Кара–Юсуф приказал собирать лошадей со степи, куда, стреножив, их пустили.
Так в конницу дамаскинов вошли и туркмены Кара–Юсуфа. Золотого коня Тимура покрыли длинной попоной, какими в походах туркмены покрывали своих лошадей. Эти попоны служили в пути постелью, а порой шатром, когда останавливались на отдых вдали от селений, что случалось часто. В дождливую пору или во время песчаных бурь попону доставали из–под седла и продолжали путь, надежно укрывшись ее плотной тканью. Попона прикрывала и хозяйское тавро на конском крупе, только ноги и голова у лошадей оставались снаружи.
Поехали рядом Ибн Вахид и Кара–Юсуф.
Вспоминали время, когда туркмены хозяйствовали на своих землях, когда их стада и табуны вольно паслись на просторных угодьях, когда Ибн Вахид был молод, а Кара–Юсуф юн. Как с отцом Кара–Юсуфа Ибн Вахид встречал золотоордынского Тохтамыша, то отбиваясь от его набегов, то вступая с ним в союз.
— Всегда был сметлив, всегда ненадежен.
— А я помню, как вы мне подарили коня.
— Конь–то и ныне у тебя хорош.
— Добыча.
— Откуда ж досталась?
— От самого Тимура.
— У татарского главаря спроста не вырвешь добычу.

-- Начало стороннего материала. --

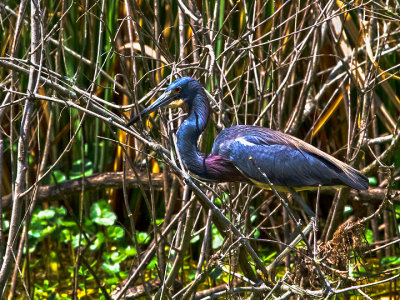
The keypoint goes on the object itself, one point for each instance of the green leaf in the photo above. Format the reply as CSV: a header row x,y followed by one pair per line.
x,y
76,171
130,251
111,268
46,214
215,273
270,257
141,237
101,214
217,239
195,239
65,235
115,232
369,236
390,261
97,242
118,257
75,241
59,177
68,223
372,181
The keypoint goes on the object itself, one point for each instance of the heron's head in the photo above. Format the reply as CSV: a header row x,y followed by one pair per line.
x,y
177,93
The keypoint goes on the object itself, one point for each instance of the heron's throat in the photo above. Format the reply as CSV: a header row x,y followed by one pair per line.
x,y
190,131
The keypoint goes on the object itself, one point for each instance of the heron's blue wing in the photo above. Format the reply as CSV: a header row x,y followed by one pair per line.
x,y
286,161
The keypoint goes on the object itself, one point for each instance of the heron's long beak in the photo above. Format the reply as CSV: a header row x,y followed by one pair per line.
x,y
164,100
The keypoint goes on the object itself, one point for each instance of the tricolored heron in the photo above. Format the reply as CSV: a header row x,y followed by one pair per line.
x,y
249,153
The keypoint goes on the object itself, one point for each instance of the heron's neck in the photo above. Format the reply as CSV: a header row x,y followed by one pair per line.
x,y
190,131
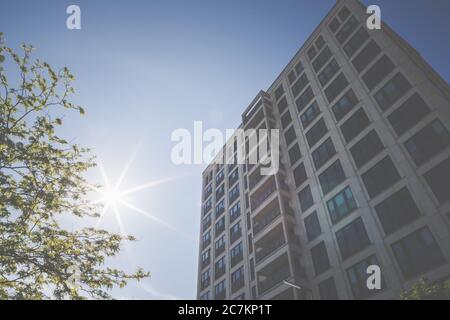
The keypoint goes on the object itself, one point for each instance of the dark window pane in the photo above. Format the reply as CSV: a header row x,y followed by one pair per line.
x,y
344,104
380,177
331,177
316,132
352,238
310,114
305,198
393,90
312,226
378,72
320,259
341,205
323,153
397,211
366,55
417,253
367,148
354,125
408,114
439,182
428,142
356,41
336,87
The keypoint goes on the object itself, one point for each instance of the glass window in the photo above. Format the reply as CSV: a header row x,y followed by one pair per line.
x,y
378,72
380,177
392,91
417,253
354,125
397,211
312,226
428,142
366,148
331,177
336,87
352,238
344,105
341,205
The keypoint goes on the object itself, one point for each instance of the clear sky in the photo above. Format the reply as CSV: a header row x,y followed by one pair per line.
x,y
145,68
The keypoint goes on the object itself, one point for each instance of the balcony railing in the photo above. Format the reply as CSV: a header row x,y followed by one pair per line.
x,y
272,246
274,279
265,220
257,200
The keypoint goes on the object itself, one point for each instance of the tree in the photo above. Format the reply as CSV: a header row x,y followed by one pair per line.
x,y
41,180
423,290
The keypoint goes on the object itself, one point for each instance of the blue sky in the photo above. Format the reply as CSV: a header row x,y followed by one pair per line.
x,y
145,68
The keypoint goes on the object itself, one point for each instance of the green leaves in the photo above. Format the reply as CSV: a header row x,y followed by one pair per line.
x,y
41,180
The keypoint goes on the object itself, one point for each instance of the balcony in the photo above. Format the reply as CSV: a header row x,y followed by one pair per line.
x,y
273,275
269,244
263,219
263,193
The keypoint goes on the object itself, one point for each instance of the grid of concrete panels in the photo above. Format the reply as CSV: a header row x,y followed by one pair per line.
x,y
350,88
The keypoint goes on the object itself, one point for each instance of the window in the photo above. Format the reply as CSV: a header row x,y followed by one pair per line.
x,y
378,72
312,226
286,119
299,85
341,205
300,175
327,290
306,199
354,125
408,114
321,59
237,279
310,114
320,42
320,258
380,177
366,148
344,104
397,211
366,56
220,290
356,42
304,99
312,52
347,29
323,153
357,276
344,13
290,136
428,142
352,238
219,246
235,211
392,91
236,254
328,72
417,253
336,87
282,105
294,154
316,132
279,92
334,25
437,179
219,226
331,177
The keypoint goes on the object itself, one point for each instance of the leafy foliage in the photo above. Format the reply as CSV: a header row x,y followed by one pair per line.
x,y
41,180
423,290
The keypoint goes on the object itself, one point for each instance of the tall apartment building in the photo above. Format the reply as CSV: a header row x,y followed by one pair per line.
x,y
364,179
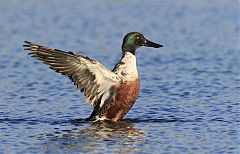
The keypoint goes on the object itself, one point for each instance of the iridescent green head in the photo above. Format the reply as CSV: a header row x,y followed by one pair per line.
x,y
134,40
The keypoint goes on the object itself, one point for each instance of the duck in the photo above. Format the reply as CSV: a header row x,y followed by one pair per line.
x,y
111,93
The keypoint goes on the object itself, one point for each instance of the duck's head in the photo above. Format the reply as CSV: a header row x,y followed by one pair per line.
x,y
134,40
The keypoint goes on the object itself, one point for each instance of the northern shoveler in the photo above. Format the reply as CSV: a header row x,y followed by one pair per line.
x,y
111,93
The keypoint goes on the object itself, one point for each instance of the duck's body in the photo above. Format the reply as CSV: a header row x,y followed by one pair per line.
x,y
112,93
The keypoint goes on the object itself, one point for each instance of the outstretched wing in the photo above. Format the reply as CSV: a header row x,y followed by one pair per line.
x,y
89,75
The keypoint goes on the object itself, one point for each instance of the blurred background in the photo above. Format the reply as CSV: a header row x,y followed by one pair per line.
x,y
189,100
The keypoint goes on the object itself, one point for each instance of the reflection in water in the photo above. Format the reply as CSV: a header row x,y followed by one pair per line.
x,y
117,137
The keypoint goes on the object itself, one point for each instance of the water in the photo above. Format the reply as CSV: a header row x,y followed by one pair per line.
x,y
189,100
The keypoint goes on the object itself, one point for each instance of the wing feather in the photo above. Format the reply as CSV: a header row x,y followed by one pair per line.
x,y
88,75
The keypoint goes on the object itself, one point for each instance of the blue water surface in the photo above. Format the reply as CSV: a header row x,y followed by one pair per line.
x,y
189,99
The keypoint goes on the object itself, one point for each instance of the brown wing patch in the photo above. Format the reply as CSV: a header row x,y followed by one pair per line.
x,y
89,75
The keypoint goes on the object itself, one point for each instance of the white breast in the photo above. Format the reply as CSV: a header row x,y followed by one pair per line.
x,y
127,67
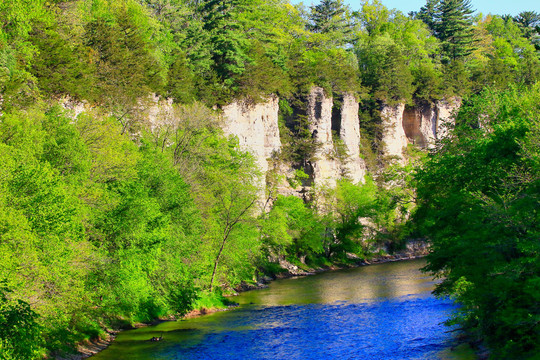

— Рука доселе ноет от той добычи.
— Заживет.
— Под попоной и тавро Повелителя Вселенной.
Так вместе с дамаскинами уходил Кара–Юсуф от погони, терпя боль в ране, ожидая дней, когда полечится в Дамаске.
Коней кормили наскоро. Шли они хуже и хуже, но и у погони выпадало мало времени для отдыха. По пути, когда нагоняли изнемогших от долгой дороги беженцев, воины брали к себе в седла детей, поддерживали стариков. Дамасская конница обретала странный облик. Но все это шло к прибежищу, куда оставалось уже недалеко идти.
3
Султан–Хусейн настойчиво преследовал дамасскую конницу.
Лошади у дамаскинов и у преследователей устали. Короткие остановки не давали нужного отдыха. Карабаиры Султан–Хусейна оказались выносливее. Преследователи уже видели пыль от конницы Дамаска.
В один из вечеров те и другие остановились, издалека видя друг друга.
На заре Султан–Хусейну показали двоих всадников в развевающихся бурнусах, скачущих к нему от арабов.
Их встретили и привели.
Один из них назвался ученым улемом, другой — муллой. Оба дамаскины. Оба бежали из Халеба, и по пути их настигла конница земляков.
Возглавляющий эту конницу Ибн Вахид послал их к Султан–Хусейну с предложением:
— Нас, арабов, больше. Мы почти дошли до дому. Вас мало. Вы далеко зашли от своих. Разумнее нам поговорить, а не сражаться, ибо на победу у вас надежды нет.
— Он предлагает мне сдаться?
— Нет, встретиться для беседы.
— А как и где?
— Между нашими войсками. Посреди дороги от вас до нас. Вы возьмете двоих с собой, Ибн Вахид — нас.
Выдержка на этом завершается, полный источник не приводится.